Oral arguments were held on Wednesday in the U.S. Court of Appeals for the Ninth Circuit to determine whether several lawsuits against major fossil fuel companies by many California communities will proceed in state or federal court. Eight California municipalities are accusing fossil fuel companies, including Exxon, BP, Chevron, ConocoPhillips and Shell, of knowing fossil fuel products caused an onslaught of threats to climate change and continued a disinformation campaign, which deceived the public.
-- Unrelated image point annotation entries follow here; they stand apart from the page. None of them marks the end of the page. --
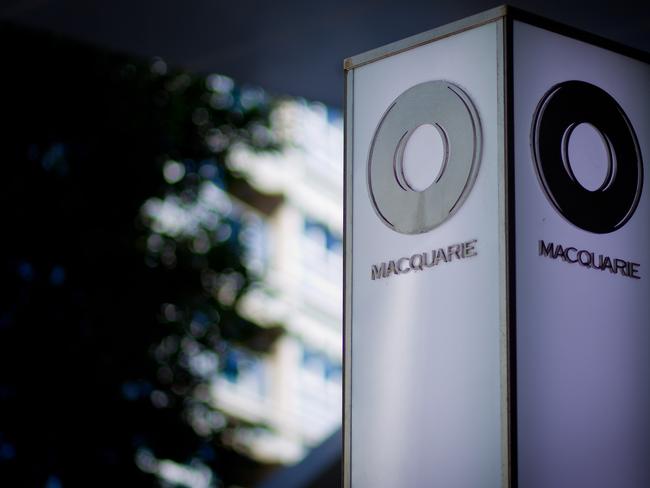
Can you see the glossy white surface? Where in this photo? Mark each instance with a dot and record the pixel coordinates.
(583, 334)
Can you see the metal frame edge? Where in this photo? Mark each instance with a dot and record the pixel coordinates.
(510, 255)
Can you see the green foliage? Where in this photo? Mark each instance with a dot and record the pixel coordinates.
(122, 265)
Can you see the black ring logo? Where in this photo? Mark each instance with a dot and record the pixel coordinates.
(562, 108)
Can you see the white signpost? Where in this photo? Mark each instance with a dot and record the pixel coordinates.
(497, 298)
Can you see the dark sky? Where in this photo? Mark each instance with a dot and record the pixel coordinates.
(291, 46)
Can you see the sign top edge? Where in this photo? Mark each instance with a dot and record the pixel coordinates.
(425, 37)
(492, 15)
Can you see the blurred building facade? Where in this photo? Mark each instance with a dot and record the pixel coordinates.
(293, 209)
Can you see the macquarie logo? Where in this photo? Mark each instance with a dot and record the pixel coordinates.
(447, 108)
(608, 206)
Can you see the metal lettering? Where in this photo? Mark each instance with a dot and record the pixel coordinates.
(587, 259)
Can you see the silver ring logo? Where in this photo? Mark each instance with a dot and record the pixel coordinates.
(450, 110)
(562, 108)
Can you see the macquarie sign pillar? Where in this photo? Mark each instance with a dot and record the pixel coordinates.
(497, 259)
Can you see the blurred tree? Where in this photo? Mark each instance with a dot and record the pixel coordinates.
(122, 263)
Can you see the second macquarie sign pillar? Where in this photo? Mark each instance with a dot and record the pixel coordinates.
(497, 298)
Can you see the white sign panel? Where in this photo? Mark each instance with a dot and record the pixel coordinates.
(425, 311)
(581, 120)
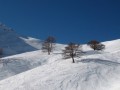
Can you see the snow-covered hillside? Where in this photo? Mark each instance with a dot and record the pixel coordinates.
(12, 43)
(93, 71)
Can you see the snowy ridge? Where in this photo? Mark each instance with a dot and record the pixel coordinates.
(11, 43)
(93, 71)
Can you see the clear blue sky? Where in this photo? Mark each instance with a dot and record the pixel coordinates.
(67, 20)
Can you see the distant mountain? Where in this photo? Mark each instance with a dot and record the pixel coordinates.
(95, 70)
(12, 43)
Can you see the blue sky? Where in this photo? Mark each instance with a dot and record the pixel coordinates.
(67, 20)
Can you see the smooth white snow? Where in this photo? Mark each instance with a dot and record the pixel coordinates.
(93, 71)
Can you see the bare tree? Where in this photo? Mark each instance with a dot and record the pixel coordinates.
(72, 50)
(96, 45)
(47, 45)
(1, 52)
The lawsuits are holding the fossil fuel companies accountable by arguing they should “pay their fair share of the enormous costs associated with planning for and adapting to climate-related risks, including threats to infrastructure, homes and businesses,” a press release said.
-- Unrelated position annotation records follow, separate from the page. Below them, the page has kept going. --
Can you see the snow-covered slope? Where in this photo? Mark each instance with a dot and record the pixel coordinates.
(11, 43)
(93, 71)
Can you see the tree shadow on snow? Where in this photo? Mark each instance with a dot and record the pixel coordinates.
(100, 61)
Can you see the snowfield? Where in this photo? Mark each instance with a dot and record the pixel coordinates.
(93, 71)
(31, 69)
“Fossil fuel companies knew 40 years ago that their products would lead to stronger storms, rising seas, larger wildfires, and other climate disasters,” Richard Wiles, executive director of the Center for Climate Integrity, said.
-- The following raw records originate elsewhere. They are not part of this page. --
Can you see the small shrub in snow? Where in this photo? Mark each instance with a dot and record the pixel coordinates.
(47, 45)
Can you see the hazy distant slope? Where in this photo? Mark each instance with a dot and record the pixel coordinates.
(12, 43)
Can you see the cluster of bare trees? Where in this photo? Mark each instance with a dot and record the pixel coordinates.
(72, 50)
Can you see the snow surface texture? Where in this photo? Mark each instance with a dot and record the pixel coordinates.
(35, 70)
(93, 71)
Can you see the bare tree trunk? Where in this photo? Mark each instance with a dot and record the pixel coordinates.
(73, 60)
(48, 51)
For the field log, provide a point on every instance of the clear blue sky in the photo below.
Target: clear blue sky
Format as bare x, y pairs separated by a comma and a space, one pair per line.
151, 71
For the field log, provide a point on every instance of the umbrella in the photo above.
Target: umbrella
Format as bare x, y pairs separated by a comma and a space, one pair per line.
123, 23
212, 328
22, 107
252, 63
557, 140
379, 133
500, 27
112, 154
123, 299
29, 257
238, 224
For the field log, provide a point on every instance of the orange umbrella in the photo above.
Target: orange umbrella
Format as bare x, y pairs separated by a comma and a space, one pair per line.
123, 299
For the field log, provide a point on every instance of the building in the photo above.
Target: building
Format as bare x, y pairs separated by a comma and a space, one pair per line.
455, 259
According to a press release, a study conducted by the Center for Climate Integrity estimated that it would cost California seaside communities $22 billion to construct seawalls to combat the inevitable sea level rise come 2040.
While the fossil fuel industry defendants are pushing for the cases to move from state to federal court, the plaintiffs want the lawsuits to play out in state courts as originally files, a press release said. So far, four of the five federal district court judges have rules in favor of the municipal plaintiffs.
Wednesday’s hearing will consider if the lawsuits filed by the counties of Marin, San Mateo and Santa Cruz along with the cities of Imperial Beach, Richmond and Santa Cruz will go back to the state level. Another hearing will reconsider cases filed by the cities of Oakland and San Fransisco to remand at the state level after they were dismissed by a district court, a press release said.
“This is just like tobacco, lead paint, asbestos, opioids, what have you… where substantial evidence has developed that they knew about this a long time ago and instead of disclosing it or trying to do something about it, they went all out and tried to hide effects and sell it,” Tom Butt, mayor of Richmond, said.